Over the next two years, the company gave $1.5 million deutschmarks to Stiftung Erinnerung, Verantwortung und Zukunft (Foundation Remembrance, Responsibility and Future), a federal organization which distributed payments to Nazi-era forced laborers. And, until Bahlsen started talking at that so-called ‘Rockstar’ conference, that might’ve been that.

Verena Bahlsen isn’t the first heir to get a recent reminder of her relatives’ appalling pasts. A few months ago, some of the younger members of Germany’s Reimann family asked a University of Munich historian to investigate its family tree, even the shittiest parts of it. They already knew that Albert Reimann and his son, Albert Reimann, Jr. were literal Nazis who supported Adolf Hitler and made financial contributions to the Schutzstaffel, but the historian had to tell them that their late relatives had forced as many as 175 Russian citizens and French prisoners of war to work for their company in Nazi-era Germany.
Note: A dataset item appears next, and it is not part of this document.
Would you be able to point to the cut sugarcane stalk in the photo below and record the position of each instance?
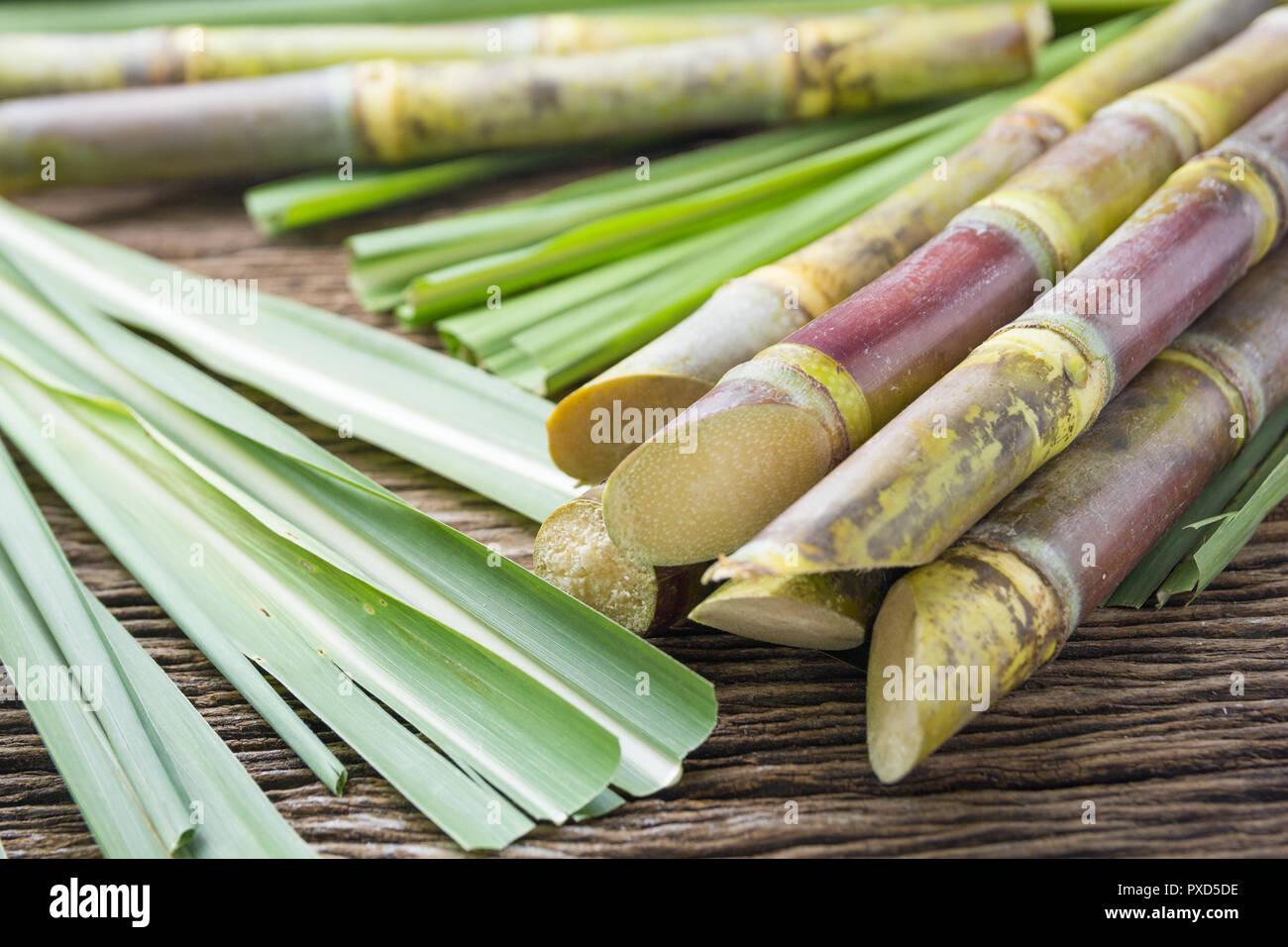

After the shock wore off, the younger Reimanns pledged to donate €10 million ($11.3 million) to an as-yet-unnamed charity, as a form of penance. Reimanns’ JAG Holding company owns Pret-A-Manger, Krispy Kreme Doughnuts, Panera Bread, Peet’s Coffee, Caribou Coffee, Einstein Bros. Bagels, Keurig, and Insomnia Cookies, among others.

On Wednesday, the Balsen family announced that they had retained Dr. Manfred Grieger, a historian who famously chronicled Volkswagen’s own Nazi connections, to put together a team of experts to “compose a scientifically founded company history,” including its use of forced labor.

Yeah, that yacht’s probably gonna have to wait.